Like flame without smoke, an inch in height
The purusha is in size,
Lord of the past and the future;
It is he today and also tomorrow, -
In truth, this is that.

- Deussen, Dr. Paul, Philosophy of the Upanishads, p. 170.

As here the purusha is compared to a smokeless flame, so in imitation of this passage, in S'vet. 6. 19, it is likened to a fire whose fuel is consumed; while in S'vet. 5. 9, the contrast between the atman within us and the atman in the universe is pushed to an extreme:

Split a hundred times the tip of a hair,
And take a hundredth part thereof;
That I judge to be the size of the soul,
Yet it goes to immortality. [103]

The description of the atman as a smokeless flame in the heart has been developed in the Yogi Upanishads into the picture of the tongue of flame in the heart, the earliest occurrence of which is perhaps Mahan. 11. 6-12."
- Deussen, Dr. Paul, Philosophy of the Upanishads, p. 171.

The Scriptures are full of references to the fact that Atman, the self, is found in the heart, from whence it expresses itself as the life principle through the medium of the blood. The soul nature, or the rational mind and the self-conscious individual expresses itself in the head and from that position governs the nervous system:

"It has now been proved, that the highest centers are located in the cortex of the brain, where knowledge of action and sensation is manifested. These centers are both receiving i.e. sensory; and directing i.e. motor, and have their subsidiary centers in the two large swellings called the basal-ganglia in each hemisphere of the brain. They are known as thalamus and corpus striatum. The first one is auxiliary to the chief sensory center and the second one auxiliary to the chief motor center in the cortex of the brain. Normally, the auxiliary motor centers are more or less under the control of the will... The Yogi is concerned with the subsidiary nerve centers in the thalamus. The normal function of the thalamus is to receive sensations from all parts of the body, which are relayed to it through the spinal cord, before they reach the chief center.

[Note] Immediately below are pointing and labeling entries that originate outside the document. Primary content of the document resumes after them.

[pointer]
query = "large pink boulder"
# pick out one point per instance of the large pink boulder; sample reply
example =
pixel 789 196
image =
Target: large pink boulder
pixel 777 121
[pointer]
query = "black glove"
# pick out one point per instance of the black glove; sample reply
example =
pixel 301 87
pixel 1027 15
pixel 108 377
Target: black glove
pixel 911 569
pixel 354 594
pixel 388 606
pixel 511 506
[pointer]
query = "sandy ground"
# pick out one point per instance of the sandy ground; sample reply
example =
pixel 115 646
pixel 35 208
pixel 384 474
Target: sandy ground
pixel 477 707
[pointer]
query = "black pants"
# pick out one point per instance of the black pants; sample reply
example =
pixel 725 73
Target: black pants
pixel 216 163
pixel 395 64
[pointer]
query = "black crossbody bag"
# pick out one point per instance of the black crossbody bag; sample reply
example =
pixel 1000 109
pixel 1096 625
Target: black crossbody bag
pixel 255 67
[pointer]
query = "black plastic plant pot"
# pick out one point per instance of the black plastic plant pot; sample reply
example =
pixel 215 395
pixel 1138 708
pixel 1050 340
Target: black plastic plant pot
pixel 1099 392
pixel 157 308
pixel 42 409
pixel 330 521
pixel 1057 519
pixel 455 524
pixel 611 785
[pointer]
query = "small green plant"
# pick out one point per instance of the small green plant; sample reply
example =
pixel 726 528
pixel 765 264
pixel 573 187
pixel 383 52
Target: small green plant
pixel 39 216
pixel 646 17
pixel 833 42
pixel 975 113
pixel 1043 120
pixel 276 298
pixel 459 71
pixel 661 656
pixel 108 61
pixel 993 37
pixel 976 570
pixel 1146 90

As this is the highest reflex center in the brain and as all impressions ascend to it, it is called the Udana-prana. The last relay in the cord, from which it receives impulses, is from that portion of the cord, [104] called the Bulb, which is on a level with the root of the nose. Udana-prana is, therefore, said to rule the portion of the head above this point.

The Yogi, by a conscious control over the Udana-prana, suppresses all incoming and outgoing sensations into it, and this is necessary to prevent the distraction of the mind which he is anxious to control."
- Rele, Vasant G., The Mysterious Kundalini, p. 70.